- Status: Defunct
- Genre: Music festival
- Dates: August
- Frequency: Annual
- Venue: Logger Sports Grounds and Brennan Park field complex
- Location(s): Squamish, British Columbia, Canada
- Years active: Six
- Inaugurated: 2010
- Most recent: 2015
- Attendance: 120,000 (2015)

= Squamish Valley Music Festival =

Former festival in Canada

The Squamish Valley Music Festival (pronounced /ˈskwɔːmɪʃ/), previously LIVE at Squamish, was an annual music festival co-produced by Vancouver-based BRANDLIVE Management and Live Nation Canada, held in Squamish, British Columbia, over the second weekend in August. In 2015, its last year, it had an attendance of over 120,000 people. The festival was cancelled in 2016.

==History==
The festival, originally called LIVE at Squamish, began in 2010 and had an attendance of about 13,000 people.

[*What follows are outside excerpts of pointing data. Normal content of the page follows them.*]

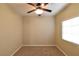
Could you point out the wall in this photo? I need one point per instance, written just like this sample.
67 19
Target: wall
10 30
39 30
69 12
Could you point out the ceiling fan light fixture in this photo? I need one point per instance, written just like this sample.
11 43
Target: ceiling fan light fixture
39 11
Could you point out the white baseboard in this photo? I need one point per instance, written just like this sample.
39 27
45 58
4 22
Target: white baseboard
39 45
61 50
17 50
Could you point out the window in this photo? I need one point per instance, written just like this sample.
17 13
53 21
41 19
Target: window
70 30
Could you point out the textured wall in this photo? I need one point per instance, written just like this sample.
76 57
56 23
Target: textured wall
71 11
10 30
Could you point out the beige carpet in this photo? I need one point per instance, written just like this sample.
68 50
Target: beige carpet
39 51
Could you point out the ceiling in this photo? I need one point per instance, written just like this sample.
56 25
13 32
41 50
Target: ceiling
23 8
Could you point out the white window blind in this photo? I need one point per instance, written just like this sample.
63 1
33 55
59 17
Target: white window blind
70 30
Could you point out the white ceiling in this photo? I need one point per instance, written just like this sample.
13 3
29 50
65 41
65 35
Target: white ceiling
23 8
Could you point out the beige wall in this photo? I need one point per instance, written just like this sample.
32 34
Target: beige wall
10 30
39 30
71 11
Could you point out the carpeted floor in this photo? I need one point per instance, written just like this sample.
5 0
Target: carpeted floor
39 51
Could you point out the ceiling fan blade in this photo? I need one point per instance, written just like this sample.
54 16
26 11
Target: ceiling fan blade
31 11
31 4
47 10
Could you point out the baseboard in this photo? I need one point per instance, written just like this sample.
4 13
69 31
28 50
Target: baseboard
17 50
39 45
61 50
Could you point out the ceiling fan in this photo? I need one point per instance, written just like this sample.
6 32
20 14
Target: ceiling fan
39 8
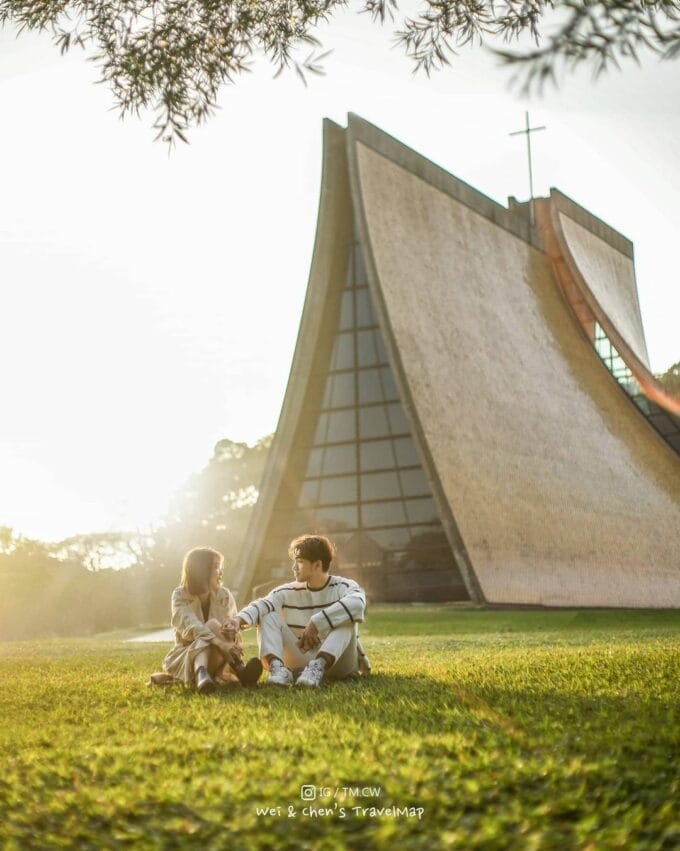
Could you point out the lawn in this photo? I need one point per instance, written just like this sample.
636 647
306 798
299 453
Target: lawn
477 729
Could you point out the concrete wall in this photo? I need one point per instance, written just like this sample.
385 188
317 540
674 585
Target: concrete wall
562 494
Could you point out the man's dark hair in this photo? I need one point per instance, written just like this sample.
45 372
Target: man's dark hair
313 548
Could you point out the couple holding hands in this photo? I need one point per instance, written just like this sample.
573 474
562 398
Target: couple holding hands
307 629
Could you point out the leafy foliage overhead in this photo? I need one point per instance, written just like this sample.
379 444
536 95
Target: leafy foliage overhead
172 56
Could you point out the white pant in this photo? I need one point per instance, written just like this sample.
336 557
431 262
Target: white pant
276 638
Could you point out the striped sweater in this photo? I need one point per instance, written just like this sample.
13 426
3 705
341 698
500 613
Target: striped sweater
340 601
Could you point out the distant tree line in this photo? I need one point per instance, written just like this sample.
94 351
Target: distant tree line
99 582
671 379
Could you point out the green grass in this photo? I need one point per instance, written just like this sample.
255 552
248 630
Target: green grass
526 730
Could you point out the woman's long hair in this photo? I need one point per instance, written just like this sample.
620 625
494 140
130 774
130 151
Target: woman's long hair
197 569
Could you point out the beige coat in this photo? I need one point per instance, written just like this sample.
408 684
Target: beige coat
191 633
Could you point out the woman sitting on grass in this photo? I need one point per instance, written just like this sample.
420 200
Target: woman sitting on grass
203 649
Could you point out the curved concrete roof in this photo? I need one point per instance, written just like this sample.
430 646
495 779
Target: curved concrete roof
611 279
561 492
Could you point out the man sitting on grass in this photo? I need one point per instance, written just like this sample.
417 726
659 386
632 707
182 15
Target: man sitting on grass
309 627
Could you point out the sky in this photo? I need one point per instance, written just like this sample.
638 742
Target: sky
150 302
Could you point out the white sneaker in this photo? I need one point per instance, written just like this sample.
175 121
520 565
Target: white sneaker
279 675
313 674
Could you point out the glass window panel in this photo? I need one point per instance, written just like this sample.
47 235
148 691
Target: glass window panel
336 427
390 539
397 417
321 434
377 455
380 346
359 268
373 422
365 314
414 483
343 352
349 277
339 391
367 348
340 459
338 517
370 386
389 385
314 462
424 537
338 489
383 514
347 310
421 510
406 452
309 493
380 486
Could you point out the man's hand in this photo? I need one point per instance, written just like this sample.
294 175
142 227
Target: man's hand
231 628
309 640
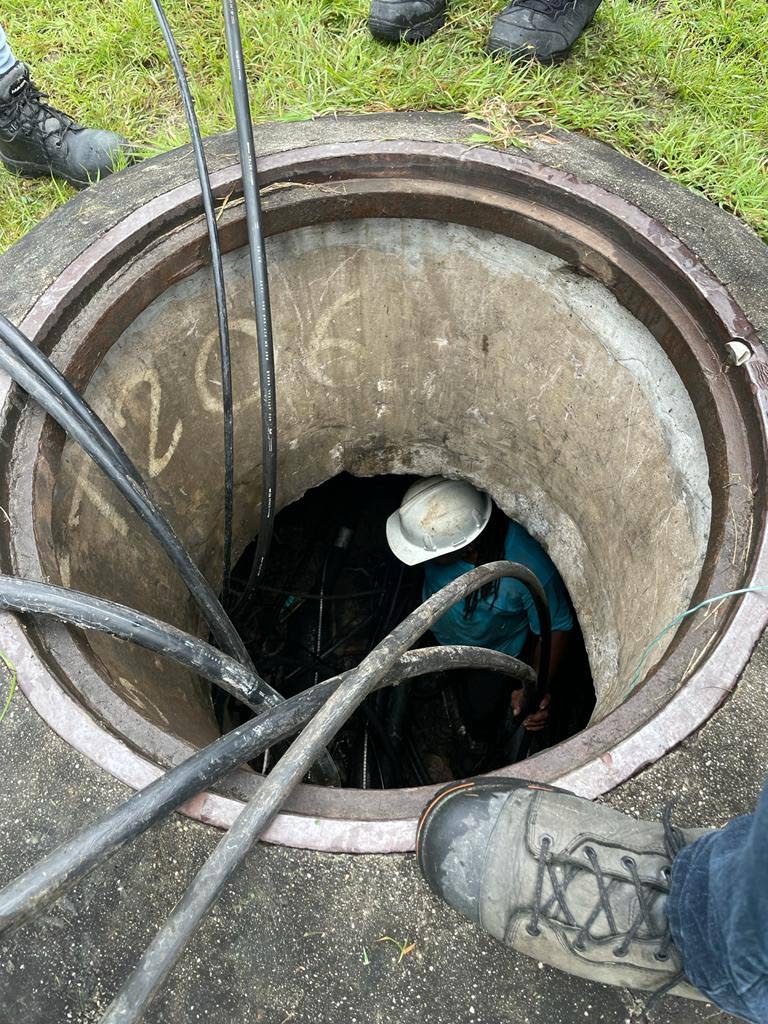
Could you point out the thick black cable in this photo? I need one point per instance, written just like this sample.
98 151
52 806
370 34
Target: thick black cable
29 894
39 364
218 287
75 608
165 949
262 309
129 485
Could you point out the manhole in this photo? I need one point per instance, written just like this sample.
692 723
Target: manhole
437 309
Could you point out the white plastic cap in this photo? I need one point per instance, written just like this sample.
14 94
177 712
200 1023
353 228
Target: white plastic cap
436 517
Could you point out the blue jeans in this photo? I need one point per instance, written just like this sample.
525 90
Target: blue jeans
6 55
718 911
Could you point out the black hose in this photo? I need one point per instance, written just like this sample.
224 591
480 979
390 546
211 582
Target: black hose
261 298
46 881
126 479
165 949
218 288
88 612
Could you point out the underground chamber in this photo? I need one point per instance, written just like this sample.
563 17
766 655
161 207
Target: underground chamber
436 309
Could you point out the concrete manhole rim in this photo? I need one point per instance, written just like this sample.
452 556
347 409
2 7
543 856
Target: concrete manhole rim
598 761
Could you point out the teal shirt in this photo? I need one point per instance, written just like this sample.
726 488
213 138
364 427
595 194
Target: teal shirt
502 624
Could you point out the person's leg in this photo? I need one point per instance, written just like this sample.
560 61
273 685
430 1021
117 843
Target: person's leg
718 911
38 140
6 54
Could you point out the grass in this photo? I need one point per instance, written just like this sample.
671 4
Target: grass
680 85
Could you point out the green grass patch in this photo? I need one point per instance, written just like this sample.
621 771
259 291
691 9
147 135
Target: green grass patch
681 86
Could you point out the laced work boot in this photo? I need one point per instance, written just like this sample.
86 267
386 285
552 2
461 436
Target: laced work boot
410 20
573 884
37 140
544 30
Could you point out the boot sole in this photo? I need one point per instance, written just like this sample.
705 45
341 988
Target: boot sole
387 32
26 169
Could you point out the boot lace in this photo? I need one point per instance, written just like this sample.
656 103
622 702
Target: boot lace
647 895
27 114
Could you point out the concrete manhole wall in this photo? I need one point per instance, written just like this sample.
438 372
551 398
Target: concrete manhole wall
436 309
442 350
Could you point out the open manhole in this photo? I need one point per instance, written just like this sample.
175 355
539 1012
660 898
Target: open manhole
437 309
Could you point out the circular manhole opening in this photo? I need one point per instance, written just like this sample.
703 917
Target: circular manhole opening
437 309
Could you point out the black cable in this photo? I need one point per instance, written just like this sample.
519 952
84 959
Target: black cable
218 288
39 364
260 295
31 892
125 477
165 949
75 608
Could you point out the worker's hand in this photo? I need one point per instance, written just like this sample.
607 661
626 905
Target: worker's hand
538 720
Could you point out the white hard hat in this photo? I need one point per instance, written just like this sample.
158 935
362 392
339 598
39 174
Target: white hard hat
436 517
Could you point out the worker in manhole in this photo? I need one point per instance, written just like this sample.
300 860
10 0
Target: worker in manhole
37 140
450 527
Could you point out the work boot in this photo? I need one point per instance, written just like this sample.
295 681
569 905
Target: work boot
410 20
570 883
544 30
37 140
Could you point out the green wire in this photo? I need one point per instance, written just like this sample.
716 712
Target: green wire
12 670
676 622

Squamish attracted headlining artists such as Bad Religion, Metric, the Tragically Hip, Childish Gambino, Weezer, Matthew Good, City and Colour, Vampire Weekend, Queens of the Stone Age, Eminem, Macklemore & Ryan Lewis, Gogol Bordello, and Jurassic 5.

In its last year, it attracted over 120,000 people. In 2016, the festival's organizers, BRANDLIVE and Live Nation Canada, cancelled the event, due to a falling Canadian dollar and increasing competition from other music festivals.